Michelle Scott Tucker at Adventures in Biography and I both happen to be in the midst of cutting anecdotes and details from our biographies which distract from the main narrative. She has found a potential use for them: in author’s talks! It’s a good idea to try to give the audience something different.
I tweeted about my editing process on the weekend: “Criteria for keeping scenes in my biography: Does it connect to anything later on or is it an orphaned anecdote? Does it matter to my readers? Eg: sorry Madame Marchesi, you’re not connected & you’re not so famous as when KSP wrote her autobiography.”

Adventures in Biography

Source: http://thomaswightman.co.uk/book-sculpture-drowning-from-obsession

What should biographers do with all the wonderful stories – or snippets – they discover along the way but can’t include in their books?
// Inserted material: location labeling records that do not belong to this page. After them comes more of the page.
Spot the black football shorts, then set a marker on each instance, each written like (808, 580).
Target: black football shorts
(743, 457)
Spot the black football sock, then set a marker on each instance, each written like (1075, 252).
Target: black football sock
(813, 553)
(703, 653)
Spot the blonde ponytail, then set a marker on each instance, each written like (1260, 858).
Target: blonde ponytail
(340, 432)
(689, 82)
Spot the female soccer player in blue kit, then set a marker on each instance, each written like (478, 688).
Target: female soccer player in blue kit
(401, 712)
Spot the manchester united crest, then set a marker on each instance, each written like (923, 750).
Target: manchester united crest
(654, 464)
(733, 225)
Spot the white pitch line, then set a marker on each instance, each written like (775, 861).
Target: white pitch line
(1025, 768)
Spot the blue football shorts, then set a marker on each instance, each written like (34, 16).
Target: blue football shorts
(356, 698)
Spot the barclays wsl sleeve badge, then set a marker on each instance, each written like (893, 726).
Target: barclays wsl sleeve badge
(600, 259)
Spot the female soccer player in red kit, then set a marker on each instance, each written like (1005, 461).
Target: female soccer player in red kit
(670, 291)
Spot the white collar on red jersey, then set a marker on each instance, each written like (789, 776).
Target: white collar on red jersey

Many biographers do, of course, include them. But readers often don’t like it – for example wonderful reviewer Whispering Gums recently discussed a biography she enjoyed, but felt contained too much extraneous detail. And, I’ll confess, as a reader I feel the same way. I just want to read about the biographical subject, please.

But as a writer? Of course I want to include all the details! Because I’m assuming the reader is every bit as obsessed by the subject as I am – which is, tragically but patently, untrue. All those extra details, every little meandering away from the main subject, are crucial to the writer’s understanding but frankly unnecessary to the reader’s.